One way to do this is via gRPC.
TF has some not so straightforward documentation there: https://www.tensorflow.org/tfx/serving/serving_basic
The hardest bit is actually saving your model, afterwards hosting it via docker has quite a bit documentation.
Finally, you can infer on it using a gRPC client, i.e https://github.com/epigramai/tfserving-python-predict-client
To do this, you need to save your model first. Something like this, where you will need to tweak it for your example a bit:
def save_serving_model(self,estimator):
feature_placeholder = {'sentence': tf.placeholder('string', [1], name='sentence_placeholder')}
# The build_raw_serving_input_receiver_fn doesn't serialize inputs so avoids confusion with bytes and strings. You can simply pass a string.

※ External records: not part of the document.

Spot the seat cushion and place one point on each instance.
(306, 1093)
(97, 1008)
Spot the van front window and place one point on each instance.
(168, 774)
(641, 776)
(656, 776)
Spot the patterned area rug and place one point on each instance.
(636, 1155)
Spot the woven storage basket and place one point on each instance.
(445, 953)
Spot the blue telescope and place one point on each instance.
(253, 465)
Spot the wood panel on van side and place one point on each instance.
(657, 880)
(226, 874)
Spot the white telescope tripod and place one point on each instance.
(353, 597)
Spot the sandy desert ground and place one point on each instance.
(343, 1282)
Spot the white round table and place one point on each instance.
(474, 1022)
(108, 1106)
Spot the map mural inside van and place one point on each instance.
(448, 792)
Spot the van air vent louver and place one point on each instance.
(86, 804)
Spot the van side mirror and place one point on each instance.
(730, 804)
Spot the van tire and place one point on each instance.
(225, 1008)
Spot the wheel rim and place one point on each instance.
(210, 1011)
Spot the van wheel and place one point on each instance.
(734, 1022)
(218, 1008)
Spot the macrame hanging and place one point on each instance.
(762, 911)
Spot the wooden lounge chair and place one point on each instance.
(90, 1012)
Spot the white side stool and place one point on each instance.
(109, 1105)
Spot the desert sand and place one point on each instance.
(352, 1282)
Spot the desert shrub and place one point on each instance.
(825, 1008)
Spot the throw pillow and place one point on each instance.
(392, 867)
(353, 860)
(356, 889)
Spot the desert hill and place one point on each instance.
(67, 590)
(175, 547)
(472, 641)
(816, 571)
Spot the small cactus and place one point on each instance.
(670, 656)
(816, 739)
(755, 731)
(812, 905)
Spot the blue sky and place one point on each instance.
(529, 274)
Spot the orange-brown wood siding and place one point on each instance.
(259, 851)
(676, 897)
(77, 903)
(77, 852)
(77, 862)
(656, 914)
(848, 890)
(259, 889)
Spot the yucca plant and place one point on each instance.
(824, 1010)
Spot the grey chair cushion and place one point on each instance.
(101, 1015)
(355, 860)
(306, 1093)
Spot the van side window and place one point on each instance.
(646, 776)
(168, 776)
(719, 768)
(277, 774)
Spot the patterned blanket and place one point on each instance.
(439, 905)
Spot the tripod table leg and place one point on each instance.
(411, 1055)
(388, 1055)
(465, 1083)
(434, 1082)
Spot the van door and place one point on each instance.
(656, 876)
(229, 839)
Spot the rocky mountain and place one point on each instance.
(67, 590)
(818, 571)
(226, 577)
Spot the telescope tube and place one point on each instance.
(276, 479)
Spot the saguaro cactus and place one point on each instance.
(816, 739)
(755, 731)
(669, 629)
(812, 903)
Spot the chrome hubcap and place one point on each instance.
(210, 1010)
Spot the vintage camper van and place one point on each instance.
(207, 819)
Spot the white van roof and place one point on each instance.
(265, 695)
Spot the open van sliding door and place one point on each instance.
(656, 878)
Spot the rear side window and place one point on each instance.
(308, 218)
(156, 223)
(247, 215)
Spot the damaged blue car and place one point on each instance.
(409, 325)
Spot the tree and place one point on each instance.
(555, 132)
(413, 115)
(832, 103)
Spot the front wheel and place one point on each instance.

serving_input_fn = tf.estimator.export.build_raw_serving_input_receiver_fn(feature_placeholder)
# Save the model
estimator.export_savedmodel("./TEST_Dir", serving_input_fn)
This will save a model in the TEST_Dir.
As a quick test you can do:
saved_model_cli run --dir /path/to/mode/ --tag_set serve --signature_def predict --input_exprs="sentence=['This API is a little tricky']"
The next step is hosting this model, or "serving" it. The way I do this is via docker, i.e. a command like
docker run -p 8500:8500 \
--mount type=bind,source=/tmp/mnist,target=/models/mnist \
-e MODEL_NAME=mnist -t tensorflow/serving &
Finally, you can use the predict client (via gRPC) to pass a sentence to your server and return the result. The github link I added above has two blog posts regarding that.